Stonington reporter Joe Wotjas continues his "fishing expedition" by now requesting through Freedom of Information almost three years of aged emails, texts and telephone records in an effort to try to discredit me personally.
This request that we have been working on has consumed a great deal of staff hours to correlate such information in the archives, town attorney fees to handle privileged material, and work time sorting through the huge amount of material for no particular reason. During the time of this request we also were working on budget deliberations, infrastructure work, personnel changes and more. We continue to work on these critical town activities.
At the June 25 Board of Selectmen meeting, Wotjas was asked personally more than three times, not to mention several other times by the town attorney, what specifically items he wanted, and he refused to provide such an item.

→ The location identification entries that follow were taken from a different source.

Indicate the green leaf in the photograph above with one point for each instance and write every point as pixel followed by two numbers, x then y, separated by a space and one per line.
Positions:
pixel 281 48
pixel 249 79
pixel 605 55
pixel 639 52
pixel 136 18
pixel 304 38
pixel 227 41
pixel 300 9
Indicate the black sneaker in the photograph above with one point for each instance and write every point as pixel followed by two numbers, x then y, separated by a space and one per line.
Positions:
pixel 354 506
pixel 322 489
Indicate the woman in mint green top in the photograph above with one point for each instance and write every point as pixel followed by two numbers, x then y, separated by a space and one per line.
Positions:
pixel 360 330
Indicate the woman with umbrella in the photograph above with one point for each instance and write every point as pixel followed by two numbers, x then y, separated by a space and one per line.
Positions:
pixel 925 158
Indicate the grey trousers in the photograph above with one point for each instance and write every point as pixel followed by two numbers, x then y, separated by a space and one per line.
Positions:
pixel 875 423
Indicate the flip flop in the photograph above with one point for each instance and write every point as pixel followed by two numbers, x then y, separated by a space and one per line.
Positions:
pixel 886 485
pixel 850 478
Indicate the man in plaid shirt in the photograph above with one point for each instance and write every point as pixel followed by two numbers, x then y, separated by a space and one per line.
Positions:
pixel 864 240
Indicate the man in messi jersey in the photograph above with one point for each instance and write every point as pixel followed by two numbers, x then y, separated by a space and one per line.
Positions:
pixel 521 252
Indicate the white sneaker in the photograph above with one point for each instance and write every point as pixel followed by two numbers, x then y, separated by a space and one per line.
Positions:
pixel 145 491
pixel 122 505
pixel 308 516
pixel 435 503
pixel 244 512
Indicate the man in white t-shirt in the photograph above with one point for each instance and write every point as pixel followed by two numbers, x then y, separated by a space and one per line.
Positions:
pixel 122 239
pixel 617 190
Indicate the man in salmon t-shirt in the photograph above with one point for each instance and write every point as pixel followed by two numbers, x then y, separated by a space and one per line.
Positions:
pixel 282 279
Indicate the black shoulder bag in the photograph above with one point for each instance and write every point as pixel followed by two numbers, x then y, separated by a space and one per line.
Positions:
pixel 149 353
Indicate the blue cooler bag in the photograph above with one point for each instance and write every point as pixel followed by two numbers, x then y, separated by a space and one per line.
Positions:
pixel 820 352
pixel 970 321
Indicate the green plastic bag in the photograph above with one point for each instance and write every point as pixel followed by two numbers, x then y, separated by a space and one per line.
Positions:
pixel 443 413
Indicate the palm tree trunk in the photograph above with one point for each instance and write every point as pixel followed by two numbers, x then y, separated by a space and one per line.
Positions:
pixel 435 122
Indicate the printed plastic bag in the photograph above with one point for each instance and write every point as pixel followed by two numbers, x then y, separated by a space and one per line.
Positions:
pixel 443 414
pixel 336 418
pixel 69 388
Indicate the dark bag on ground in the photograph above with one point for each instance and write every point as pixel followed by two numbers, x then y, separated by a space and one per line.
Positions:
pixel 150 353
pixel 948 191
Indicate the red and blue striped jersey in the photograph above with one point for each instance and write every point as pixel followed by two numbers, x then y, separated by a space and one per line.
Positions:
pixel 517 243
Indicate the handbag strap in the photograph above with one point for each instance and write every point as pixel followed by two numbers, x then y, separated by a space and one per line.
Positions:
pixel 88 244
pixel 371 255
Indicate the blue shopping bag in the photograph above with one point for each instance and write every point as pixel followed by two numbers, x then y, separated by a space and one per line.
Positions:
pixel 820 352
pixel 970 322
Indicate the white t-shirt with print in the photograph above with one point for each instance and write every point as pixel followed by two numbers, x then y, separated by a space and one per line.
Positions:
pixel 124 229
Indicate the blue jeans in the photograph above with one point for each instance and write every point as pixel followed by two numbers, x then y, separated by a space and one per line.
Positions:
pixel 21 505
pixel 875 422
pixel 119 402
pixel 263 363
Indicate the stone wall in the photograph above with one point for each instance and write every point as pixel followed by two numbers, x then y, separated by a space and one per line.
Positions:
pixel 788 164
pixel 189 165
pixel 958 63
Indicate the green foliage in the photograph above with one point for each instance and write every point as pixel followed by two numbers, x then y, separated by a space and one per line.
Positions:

For example, on average I receive and transmit almost 100 emails a day, from residents, official entities, complaints and/or staff and respond to them. Such emails may be routine, but also emails may include privileged information - negotiations, personnel, medical, personal. Multiply this by almost three years and you result in a voluminous material to inspect. Not to mention all other communication that has been requested.
Furthermore, during this period of time we were impacted by a number of situations including natural disasters, personnel changes, negotiations and more, which certainly increased that amount of traditional communication that occurred. This results in a enormous undertaking with such an arbitrary request.
The legal definition of "harassment" is "the systematic and/or continued unwarranted and annoying actions of one part or a group, including threats and demands. Such purposes may vary including personal malice." It seems the repetitive obsession by The Day and reporter Wotjas of me falls under this category. We will continue to work on this request, but I think staff time and town monies can be better devoted to other activities than their obsession of me.
Edward Haberek Jr. is first selectman of Stonington.
Editor's note: The Day is doing its job in seeking to verify through these electronic messages information it has received about Mr. Haberek's conduct in office. This newspaper will continues to press the Freedom of Information Commission for public release of text messages and emails sent from Mr. Haberek's town-issued BlackBerry. The Day is not asking for three years of documents, but only 22 months in 2011 and 2012. The town ceased using BlackBerries in late 2012. The Haberek administration does not have to complete the entire review before releasing information; it can release the information as it is reviewed. The Day urges Mr. Haberek to do so.